Jordan Call's avatar

I have been lately on a rampage of restacking stuff that is obviously AI like this and calling it out, both posts and notes. My brain almost broke when I found an essay---possibly one you referenced here, actually, I need to check---with 12k likes and people praising it as "vulnerable" and even, hilariously, "human." I've been in several conversations on here about it and I always point out various tells you've mentioned here (which are way more indicting than lots of em dashes). Anyway the point is that you have taken many ideas that have been swirling around my brain lately and articulated them beautifully and logically. This should be required reading for AI literacy going forward.

Also if you wrote this with AI and I'm getting double duped I'll throw myself off a bridge (I can tell you didn't)

Una's avatar

There is a kind of SS newsletter that surprises you by how much you enjoy it the further you are into it. Not the kind that stops you in your tracks with the title necessarily, but the kind that you being by skimming an eye over, and then find yourself cantering through, stifling cries of “yes! YES!”. 😂

Amy I Beeson 🐝's avatar

You're so right. The unexpected humam experience.

Patrick Boxall's avatar

So heartfelt and true! Didn't expect to cry on Substack today.

MG's avatar

Haha

Aurelian Ashmore's avatar

One of the best essays I’ve read on AI so far.

Now I wonder: if AI generates average content—and readers love it—does that make them average readers?

Are we seeing a retreat from the hard words?

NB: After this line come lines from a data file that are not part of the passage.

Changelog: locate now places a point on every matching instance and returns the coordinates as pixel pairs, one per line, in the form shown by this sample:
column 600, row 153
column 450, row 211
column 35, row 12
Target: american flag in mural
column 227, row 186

A flight into the comfort of the average?

I don’t know.

But I do know this: AI will never write McCarthy. Because McCarthy was never average. That’s where AI loses. And that’s the books and essays I read.

Thank you for writing.

Yasmin Chopin's avatar

All praise McCarthy. I aspire to write like him. Although AI might try, it would never have the soul.

Touch Connors's avatar

It would be hilarious if this was written by AI.

renan 🌹's avatar

Reading this felt like being held in a way I’ve never been held before. Thank you for your kind words.

The Louche List's avatar

I just realised I don't use my name - is this me? Am I AI? I tell embarrassing stories about myself. Maybe I am advanced AI. I love hyphens. Apparently this is a sign, yet my sentences are short. Who am I???. I need to be more human, less worried about sounding like a dick. Thank you. (My name is Lucy).

Inkwright's avatar

I love this so much! I don't use my name either, I guess because I'm shy. I jumped onto your posts and subscribed - they're delicious.

Tude's avatar

The first clue something is written by AI is when someone (probably using AI) re-posts it on notes and says "this is the best thing I have read on substack"

Gail Doggett's avatar

Both fascinating and terrifying. Fits perfectly with the beige gruel over on IG too where so many influencers try to stand out by looking identical to one another, filtered and diluted.